Clippy has googly eyes, so when it doesn’t understand what I want and blocks me from continuing my task, I think it’s an earnest obstructionist idiot. My computer does not have googly eyes so I don’t get angry at it because I don’t feel it is a person. Also, when it doesn’t understand what I want it’s not designed to block me from trying things,
I’m not convinced. When web sites throw up interstitial or pop-over ads that block me from doing what I’m trying to do, I think I respond to them as if an agent is deliberately interfering with my plans; even if those interfering ads do not have facial features or expressions.
But that may be because I recognize that some programmer or web designer has chosen to put those obstacles in my way; I curse the human agent responsible, not the pop-up itself. To distinguish the two cases, we’d need to find out whether people without extensive programming or systems experience do feel more irritated at modal pop-ups with facial features, than at modal pop-ups that do not have facial features.
Umm… English, please?
Clippy has googly eyes, so when it doesn’t understand what I want and blocks me from continuing my task, I think it’s an earnest obstructionist idiot.
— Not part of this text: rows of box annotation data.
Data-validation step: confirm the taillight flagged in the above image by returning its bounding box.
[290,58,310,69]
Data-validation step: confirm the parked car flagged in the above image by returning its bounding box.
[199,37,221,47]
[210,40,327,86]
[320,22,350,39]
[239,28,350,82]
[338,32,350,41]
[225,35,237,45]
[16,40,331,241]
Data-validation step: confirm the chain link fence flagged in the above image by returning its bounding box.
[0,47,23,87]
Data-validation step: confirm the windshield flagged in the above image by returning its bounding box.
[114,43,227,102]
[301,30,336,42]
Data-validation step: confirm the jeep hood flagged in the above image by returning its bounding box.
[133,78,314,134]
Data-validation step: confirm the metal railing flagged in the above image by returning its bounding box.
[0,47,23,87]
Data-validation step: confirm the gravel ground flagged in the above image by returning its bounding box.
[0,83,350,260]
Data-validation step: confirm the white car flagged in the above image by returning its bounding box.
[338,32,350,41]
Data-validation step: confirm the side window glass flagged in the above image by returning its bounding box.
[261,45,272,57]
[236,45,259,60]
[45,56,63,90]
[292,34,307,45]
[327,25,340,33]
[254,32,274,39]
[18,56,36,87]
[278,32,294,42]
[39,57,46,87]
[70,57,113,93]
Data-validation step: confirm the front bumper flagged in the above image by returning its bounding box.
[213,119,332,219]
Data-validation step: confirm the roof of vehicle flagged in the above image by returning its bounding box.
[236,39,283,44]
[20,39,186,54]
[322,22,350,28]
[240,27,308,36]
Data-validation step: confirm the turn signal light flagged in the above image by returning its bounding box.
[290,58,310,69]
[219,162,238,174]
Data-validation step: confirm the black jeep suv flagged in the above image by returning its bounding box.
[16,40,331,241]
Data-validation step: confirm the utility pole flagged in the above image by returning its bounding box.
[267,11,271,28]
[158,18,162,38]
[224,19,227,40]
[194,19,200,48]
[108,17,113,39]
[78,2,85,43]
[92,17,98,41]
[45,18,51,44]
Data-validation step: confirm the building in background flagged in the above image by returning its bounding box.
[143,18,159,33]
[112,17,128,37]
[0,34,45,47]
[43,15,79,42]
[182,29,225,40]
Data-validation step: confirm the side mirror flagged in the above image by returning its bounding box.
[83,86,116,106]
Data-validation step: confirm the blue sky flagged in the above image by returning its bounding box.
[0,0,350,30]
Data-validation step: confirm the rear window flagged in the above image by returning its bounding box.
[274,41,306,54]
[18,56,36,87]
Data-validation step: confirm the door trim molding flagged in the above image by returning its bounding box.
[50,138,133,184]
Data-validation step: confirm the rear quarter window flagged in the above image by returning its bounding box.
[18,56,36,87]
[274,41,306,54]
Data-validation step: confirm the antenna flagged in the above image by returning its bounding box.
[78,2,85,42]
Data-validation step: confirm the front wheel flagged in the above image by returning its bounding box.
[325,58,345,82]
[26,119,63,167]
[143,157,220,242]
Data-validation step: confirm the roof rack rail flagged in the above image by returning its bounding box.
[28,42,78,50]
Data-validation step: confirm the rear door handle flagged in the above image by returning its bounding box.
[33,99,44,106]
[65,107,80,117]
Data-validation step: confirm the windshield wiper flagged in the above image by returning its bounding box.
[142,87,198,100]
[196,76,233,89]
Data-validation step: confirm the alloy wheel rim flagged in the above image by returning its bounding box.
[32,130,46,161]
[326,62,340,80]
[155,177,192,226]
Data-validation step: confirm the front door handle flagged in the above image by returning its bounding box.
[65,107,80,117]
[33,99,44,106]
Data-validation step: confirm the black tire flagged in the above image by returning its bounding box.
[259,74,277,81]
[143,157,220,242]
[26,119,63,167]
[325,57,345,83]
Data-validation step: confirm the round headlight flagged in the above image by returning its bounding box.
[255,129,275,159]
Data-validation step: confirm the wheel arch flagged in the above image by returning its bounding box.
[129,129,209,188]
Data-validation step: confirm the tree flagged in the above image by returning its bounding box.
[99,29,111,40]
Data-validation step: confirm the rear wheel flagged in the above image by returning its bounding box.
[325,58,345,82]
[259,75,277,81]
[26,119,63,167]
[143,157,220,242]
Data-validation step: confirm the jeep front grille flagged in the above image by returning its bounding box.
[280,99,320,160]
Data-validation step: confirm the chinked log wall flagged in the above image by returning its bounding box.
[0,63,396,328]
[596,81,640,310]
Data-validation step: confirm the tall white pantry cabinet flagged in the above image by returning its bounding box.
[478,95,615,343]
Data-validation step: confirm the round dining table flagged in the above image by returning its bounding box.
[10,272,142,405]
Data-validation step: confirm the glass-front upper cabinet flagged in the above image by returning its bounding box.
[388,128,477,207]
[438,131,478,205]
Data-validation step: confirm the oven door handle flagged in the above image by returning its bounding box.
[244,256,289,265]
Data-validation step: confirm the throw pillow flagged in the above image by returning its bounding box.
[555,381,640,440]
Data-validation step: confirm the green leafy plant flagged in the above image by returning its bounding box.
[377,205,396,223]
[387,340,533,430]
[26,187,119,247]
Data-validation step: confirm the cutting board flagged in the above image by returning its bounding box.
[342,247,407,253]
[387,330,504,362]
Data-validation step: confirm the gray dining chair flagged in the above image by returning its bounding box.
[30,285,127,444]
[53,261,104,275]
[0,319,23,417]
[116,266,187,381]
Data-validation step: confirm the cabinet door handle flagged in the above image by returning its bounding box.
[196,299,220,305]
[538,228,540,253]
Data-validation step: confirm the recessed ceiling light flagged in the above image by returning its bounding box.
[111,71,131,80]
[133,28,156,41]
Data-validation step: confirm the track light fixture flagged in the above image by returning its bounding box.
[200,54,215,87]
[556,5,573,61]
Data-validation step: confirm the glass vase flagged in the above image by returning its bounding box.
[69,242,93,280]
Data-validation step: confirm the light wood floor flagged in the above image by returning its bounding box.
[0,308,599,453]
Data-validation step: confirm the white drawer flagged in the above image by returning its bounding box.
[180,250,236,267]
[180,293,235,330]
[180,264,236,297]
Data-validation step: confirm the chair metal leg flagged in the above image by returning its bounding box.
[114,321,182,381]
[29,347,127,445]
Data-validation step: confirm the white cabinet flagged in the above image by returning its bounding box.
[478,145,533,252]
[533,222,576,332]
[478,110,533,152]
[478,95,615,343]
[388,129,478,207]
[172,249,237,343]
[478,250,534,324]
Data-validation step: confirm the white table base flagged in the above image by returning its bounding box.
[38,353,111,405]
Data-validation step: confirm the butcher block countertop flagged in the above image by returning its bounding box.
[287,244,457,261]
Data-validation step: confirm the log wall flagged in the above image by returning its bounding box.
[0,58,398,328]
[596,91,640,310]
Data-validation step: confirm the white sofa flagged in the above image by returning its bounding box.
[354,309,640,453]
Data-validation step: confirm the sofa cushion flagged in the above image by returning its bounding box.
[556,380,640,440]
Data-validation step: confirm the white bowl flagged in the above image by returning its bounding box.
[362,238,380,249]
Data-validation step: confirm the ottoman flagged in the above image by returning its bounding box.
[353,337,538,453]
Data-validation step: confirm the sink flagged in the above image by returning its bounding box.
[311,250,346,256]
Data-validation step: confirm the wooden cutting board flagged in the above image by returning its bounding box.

My computer does not have googly eyes so I don’t get angry at it because I don’t feel it is a person. Also, when it doesn’t understand what I want it’s not designed to block me from trying things,
I’m not convinced. When web sites throw up interstitial or pop-over ads that block me from doing what I’m trying to do, I think I respond to them as if an agent is deliberately interfering with my plans; even if those interfering ads do not have facial features or expressions.
But that may be because I recognize that some programmer or web designer has chosen to put those obstacles in my way; I curse the human agent responsible, not the pop-up itself. To distinguish the two cases, we’d need to find out whether people without extensive programming or systems experience do feel more irritated at modal pop-ups with facial features, than at modal pop-ups that do not have facial features.
I think this is more of a reflection of computer literacy.
When my computer does something wrong, I assume its my fault. When my parent’s computers do something wrong, they complain at it. Pretty uselessly.
I guess Clippy just makes people who don’t normally over-anthropomorphize computers over-anthropomorphize enough to get annoyed.
Well, you often are not doing anything at all wrong when Clippy gets in your face. Its annoying because it reliably fails, until I disable it.
True. Not only does Clippy not do what you want it to, it gets in the way of your doing things until you deal with it, and shows up at bad times.